The cardio-respiratory function of 42 preterm neonates with gestational age 24 to 35 weeks and discharge weight 1790 to 2570 grams were monitored for 45 minutes before, during, and after placement in a car seat. The occurrence of periodic breathing, apnea, bradycardia, or decreased oxygen saturation (SaO2) was analyzed.
Prior to the car seat testing, 15 (35.7%) infants displayed one or more abnormalities of cardio-respiratory function. During the car seat testing, 25 (59.6%) infants had periodic breathing, 33 (78.2%) had oxygen saturation <90%, 14 (33.3%) had bradycardia less than 80 beats per minute, and 35 (83.3%) had a combination of these symptoms. Infants, both with and without pre-existing cardio-respiratory abnormalities, had an almost equal probability (80% vs. 83.3%) for the development of cardio-respiratory symptoms during placement in the car seat. Weight at discharge ([less than or equal to] 2,000 grams) but not the gestational age (<28 weeks or [greater than or equal to] 28<37 weeks), was associated with either increased episodes of oxygen desaturation or the combination of cardio-respiratory symptoms that were seen during the placement of these infants in the car seat. Repositioning from the car seat to the supine position showed normalization of cardio-respiratory function in the majority (83%) of the tested infants. None of the tested clinical factors were associated with the severity of the cardio-respiratory symptoms.
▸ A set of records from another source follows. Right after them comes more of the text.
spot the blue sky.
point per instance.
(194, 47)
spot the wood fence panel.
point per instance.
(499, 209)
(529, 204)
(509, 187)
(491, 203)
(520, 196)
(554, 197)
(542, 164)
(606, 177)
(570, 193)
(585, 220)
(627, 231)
Pre-discharge testing of the cardio-respiratory function of preterm infants during placement in a car seat is important for the prevention of cardio-respiratory symptoms during their transportation. However, the high risk for developing cardio-respiratory symptoms will require the consideration of an alternative mode of safe home transportation for preterm infants; especially those with a discharge weight less than 2,000 grams.